Ask your program director: “Are there volunteer/affiliate teaching roles with the med school that are mainly clinical/teaching, not heavy research?”
You don’t have to decide your forever plan this year. You just have to collect data on what you love and what you can tolerate.

Quick Reality Check: What You Can Have
You can absolutely:
- Teach students and residents regularly
- Make education a core part of your identity as a doctor
- Avoid a ton of the worst academic politics by choosing your environment carefully
- Keep your integrity without being naïve about how institutions work
You probably can’t:
- Work in the most prestige-obsessed, research-heavy environments
- Refuse all visibility, all committees, all networking forever
- Expect promotion and titles in places that fundamentally don’t value teaching
So the real question isn’t “Can I teach without playing any game?” It’s:
“What kind of game am I willing to play, and in what environment, so I can keep teaching without losing myself?”
That’s a much better question. And it has real answers.
| Category | Value |
|---|---|
| Academic Center | 9 |
| Community Hospital | 7 |
| Private Practice | 4 |
| Online/CME | 8 |
FAQ (Exactly 5 Questions)
1. If I hate politics, should I avoid academic medicine completely?
Not automatically. Some academic centers genuinely support clinician-educators and don’t obsess over politics as much. But if you’re deeply conflict-averse and get drained by hierarchy games, you may be happier in a community teaching hospital or as volunteer faculty, where you can teach without making your whole life about the institution.
2. Can I be promoted mainly for teaching, without big research?
At some places, yes — especially where they have formal clinician-educator tracks. But you need to see proof. Ask for CVs of people who were promoted primarily on teaching. If everyone promoted has major grants and 50+ papers, and the “great teachers” are stuck at the bottom, that’s a warning sign.
3. Will saying no to committees or social events ruin my chances?
Saying no to everything will probably hurt you. Saying no to obviously pointless or overloading things, while saying yes to a few strategic, meaningful roles, is usually fine. You don’t need to be at every happy hour, but you do need to be seen as engaged, reliable, and not totally invisible.
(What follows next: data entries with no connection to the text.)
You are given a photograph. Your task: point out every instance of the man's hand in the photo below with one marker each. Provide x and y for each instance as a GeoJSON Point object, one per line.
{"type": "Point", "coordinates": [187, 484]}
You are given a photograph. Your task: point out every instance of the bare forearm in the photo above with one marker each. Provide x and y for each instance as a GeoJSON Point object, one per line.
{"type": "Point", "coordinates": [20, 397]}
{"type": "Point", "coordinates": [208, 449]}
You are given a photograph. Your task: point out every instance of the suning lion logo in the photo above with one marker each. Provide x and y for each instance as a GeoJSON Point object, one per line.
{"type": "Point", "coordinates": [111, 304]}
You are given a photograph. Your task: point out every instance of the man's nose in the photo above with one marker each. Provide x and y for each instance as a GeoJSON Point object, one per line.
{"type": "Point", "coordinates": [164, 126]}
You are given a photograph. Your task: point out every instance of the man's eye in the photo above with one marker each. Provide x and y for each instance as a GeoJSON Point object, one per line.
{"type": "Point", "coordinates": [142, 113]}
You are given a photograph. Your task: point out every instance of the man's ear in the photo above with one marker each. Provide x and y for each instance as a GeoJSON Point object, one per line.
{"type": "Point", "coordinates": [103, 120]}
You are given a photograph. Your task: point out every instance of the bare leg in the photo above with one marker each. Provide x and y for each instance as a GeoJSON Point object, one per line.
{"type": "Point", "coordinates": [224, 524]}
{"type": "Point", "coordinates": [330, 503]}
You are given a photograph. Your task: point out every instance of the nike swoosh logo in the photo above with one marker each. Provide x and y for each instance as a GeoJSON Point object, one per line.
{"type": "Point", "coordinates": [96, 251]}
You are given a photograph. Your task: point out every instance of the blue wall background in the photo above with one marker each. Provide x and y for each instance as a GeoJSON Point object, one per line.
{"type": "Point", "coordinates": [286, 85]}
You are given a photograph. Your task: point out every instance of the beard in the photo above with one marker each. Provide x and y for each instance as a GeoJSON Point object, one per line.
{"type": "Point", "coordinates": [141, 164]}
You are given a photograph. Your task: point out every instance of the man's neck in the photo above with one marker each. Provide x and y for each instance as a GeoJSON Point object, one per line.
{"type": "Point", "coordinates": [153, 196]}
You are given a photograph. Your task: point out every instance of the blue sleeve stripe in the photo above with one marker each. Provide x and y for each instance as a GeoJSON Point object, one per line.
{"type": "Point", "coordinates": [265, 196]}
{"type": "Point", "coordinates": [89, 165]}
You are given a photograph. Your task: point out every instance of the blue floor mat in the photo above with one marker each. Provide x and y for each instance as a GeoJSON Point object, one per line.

4. How do I know if a department is “too political” for me?
Watch how people talk when doors close. Do junior faculty look exhausted and bitter when you ask about promotion? Do they warn you “don’t cross Dr. X”? When you ask how teaching is valued, do they give specifics or just buzzwords? Trust your discomfort. If everyone lowers their voice to talk about leadership, that’s not nothing.
5. What if I start in academic medicine and end up hating the politics?
You’re allowed to leave. You can shift to a community hospital, a hybrid clinical-teaching role, or independent CME/online teaching. The years you spent teaching in academics aren’t wasted — they build your skills and your credibility. You’re not trapped in one system forever unless you decide to be.
Key points to keep in your head:
- You absolutely can build a real medical teaching career without drowning in politics — but you have to pick your setting carefully.
- You don’t need a big-title academic job to be a meaningful, memorable teacher; community and volunteer roles are very real paths.
- Your discomfort with “the game” isn’t a flaw; it’s data. Use it to choose places where your love of teaching actually counts.